5393 sayılı Belediye Kanunu’nun 3/b maddesinde belediyenin organları; belediye meclisi, belediye encümeni ve belediye başkanı şeklinde tanımlanırken, 34/e maddesinde “Kanunlarda öngörülen cezaları vermek” belediye encümeninin görevleri arasında sayılmış, anılan Kanun’un 38. maddesinin (h) ve (p) bentlerinde de “Meclis ve encümen kararlarını uygulamak”, “Kanunlarla belediyeye verilen ve belediye meclisi veya belediye encümeni kararını gerektirmeyen görevleri yapmak ve yetkileri kullanmak” görev ve yetkilerinin belediye başkanına ait olduğu ifade edilmiştir.

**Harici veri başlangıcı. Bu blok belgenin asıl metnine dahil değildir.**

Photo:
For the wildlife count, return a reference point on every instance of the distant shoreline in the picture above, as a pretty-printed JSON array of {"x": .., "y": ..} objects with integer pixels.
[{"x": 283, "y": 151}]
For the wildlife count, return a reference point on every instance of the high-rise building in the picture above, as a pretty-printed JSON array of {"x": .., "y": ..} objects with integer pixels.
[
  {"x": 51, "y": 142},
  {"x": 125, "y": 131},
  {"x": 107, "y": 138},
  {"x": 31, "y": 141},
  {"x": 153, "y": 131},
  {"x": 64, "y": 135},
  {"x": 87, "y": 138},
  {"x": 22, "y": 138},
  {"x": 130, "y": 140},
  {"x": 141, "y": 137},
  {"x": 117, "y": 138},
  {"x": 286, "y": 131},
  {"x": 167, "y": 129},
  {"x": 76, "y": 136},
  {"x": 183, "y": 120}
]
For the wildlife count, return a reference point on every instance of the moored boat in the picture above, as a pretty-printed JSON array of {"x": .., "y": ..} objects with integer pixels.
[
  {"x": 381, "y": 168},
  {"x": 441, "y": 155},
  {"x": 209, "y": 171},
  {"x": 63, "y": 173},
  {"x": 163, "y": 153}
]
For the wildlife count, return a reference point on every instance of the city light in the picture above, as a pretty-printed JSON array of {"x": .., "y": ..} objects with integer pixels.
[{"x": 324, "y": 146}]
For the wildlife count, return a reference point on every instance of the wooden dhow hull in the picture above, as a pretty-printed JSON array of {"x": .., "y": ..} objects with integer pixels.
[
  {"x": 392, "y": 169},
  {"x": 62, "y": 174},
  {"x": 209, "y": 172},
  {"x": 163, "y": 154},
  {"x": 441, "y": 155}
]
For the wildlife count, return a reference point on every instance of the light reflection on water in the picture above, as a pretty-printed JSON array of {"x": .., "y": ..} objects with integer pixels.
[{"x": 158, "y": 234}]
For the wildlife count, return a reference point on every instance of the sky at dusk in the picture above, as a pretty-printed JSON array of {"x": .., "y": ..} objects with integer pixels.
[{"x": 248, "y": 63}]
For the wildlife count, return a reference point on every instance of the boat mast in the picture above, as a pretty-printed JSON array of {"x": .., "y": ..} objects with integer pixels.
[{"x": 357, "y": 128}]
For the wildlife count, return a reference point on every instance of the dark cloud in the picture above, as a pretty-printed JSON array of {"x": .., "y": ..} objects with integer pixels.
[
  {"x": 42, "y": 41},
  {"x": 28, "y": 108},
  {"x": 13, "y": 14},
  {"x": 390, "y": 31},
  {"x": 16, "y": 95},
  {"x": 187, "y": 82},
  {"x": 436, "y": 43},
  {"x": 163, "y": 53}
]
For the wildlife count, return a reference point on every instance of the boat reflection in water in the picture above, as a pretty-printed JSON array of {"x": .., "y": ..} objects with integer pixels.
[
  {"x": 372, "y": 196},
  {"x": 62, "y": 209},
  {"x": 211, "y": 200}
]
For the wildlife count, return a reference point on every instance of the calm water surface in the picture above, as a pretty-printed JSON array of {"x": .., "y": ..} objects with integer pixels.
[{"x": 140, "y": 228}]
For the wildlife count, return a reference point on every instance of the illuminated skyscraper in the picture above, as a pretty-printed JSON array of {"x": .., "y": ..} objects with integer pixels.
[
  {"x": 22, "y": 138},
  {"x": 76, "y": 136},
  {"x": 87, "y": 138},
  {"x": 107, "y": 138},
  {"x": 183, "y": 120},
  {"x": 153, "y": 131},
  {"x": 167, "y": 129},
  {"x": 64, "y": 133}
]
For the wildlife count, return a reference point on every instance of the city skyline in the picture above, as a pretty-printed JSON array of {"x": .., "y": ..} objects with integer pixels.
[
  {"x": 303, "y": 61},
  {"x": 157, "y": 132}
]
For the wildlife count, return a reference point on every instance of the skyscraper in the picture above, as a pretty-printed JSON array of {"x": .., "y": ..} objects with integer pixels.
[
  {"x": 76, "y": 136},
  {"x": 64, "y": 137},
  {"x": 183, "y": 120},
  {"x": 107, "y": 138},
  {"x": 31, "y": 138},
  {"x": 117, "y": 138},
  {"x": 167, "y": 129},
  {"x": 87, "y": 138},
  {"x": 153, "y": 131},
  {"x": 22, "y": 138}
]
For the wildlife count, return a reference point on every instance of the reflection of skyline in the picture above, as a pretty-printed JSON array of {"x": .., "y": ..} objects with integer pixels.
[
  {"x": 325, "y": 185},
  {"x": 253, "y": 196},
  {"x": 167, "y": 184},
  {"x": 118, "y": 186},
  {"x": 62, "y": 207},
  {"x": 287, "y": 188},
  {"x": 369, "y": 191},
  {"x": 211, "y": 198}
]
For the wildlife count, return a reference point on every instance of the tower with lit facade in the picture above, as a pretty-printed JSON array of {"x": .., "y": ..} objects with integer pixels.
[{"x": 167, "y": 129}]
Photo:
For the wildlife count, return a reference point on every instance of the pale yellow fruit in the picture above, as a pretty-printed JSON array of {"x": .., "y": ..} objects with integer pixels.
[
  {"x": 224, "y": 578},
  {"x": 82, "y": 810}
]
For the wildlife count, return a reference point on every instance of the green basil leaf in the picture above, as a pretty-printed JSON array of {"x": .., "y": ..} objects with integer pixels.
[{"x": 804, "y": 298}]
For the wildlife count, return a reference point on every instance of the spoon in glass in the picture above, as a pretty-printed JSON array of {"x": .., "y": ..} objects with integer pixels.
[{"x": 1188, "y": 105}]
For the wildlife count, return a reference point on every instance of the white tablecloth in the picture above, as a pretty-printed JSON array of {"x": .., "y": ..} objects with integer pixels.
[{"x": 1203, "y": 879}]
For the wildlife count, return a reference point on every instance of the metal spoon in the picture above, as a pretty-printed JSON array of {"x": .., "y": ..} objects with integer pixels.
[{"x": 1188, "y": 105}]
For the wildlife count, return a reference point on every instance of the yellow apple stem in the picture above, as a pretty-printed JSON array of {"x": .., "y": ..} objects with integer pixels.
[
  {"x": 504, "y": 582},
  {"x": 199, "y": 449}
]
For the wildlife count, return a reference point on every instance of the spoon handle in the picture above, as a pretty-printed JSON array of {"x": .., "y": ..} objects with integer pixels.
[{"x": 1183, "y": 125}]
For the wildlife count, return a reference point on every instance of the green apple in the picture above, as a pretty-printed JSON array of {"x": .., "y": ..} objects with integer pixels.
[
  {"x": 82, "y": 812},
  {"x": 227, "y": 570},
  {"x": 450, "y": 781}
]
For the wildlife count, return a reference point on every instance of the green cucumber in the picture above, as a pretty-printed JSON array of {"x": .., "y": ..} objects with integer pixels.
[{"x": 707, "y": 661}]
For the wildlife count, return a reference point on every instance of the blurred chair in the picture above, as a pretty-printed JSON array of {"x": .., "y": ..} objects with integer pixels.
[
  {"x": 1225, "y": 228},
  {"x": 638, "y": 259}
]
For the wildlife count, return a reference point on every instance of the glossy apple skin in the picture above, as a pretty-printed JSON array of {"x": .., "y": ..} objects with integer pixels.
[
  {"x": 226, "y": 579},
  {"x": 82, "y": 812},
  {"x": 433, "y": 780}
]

5216 sayılı Büyükşehir Belediyesi Kanunu’nun 18. maddesinde, büyükşehir belediye başkanının görev ve yetkileri tek tek sayılmış olup, sözkonusu maddede “kanunlarda öngörülen cezaları vermek” büyükşehir belediye başkanının görev ve yetkileri arasında belirtilmemiştir. Aynı Kanun’un 28. maddesinde ise, “Belediye Kanunu ve diğer ilgili Kanunların bu kanuna aykırı olmayan hükümleri ilgisine göre büyükşehir ve ilçe belediyeleri hakkında da uygulanır. ” hükmüne yer verilmiştir.
5326 sayılı Kabahatler Kanunu’nun “İdarî yaptırım kararı verme yetkisi” başlıklı 22. maddesinde; “1) Kabahat dolayısıyla idarî yaptırım kararı vermeye ilgili kanunda açıkça gösterilen idarî kurul, makam veya kamu görevlileri yetkilidir, 2) Kanunda açık hüküm bulunmayan hallerde ilgili kamu kurum ve kuruluşunun en üst amiri bu konuda yetkilidir.” hükmü yer almaktadır.
Kamu idaresinin hızlı çalışabilmesi ve çeşitli sebeplere binaen Kanun’da yetkili kılınan makam tarfından başka bir makama yetkinin devredilmesi gerekli olabilir. Yetkinin bizzat yetkili makamca kullanılması esasına bir istisna olarak ifade edilen “yetki devri” müessesi, yasayla bir makama verilen karar alma yetkisinin, diğer bir makama aktarılması olup, doktrin ve yargısal içtihatlarla, yetki ögesinin nitelikleri dikkate alınarak geliştirilen bir takım koşul ve kurallara tabidir. Bu kriterlere uyulmadan yapılan yetki devri hukuki bakımdan geçerli sayılmayacak ve dolayısıyla bu yetki devrine dayanılarak tesis edilen idari işlemleri de geçersiz hâle getirebilecektir.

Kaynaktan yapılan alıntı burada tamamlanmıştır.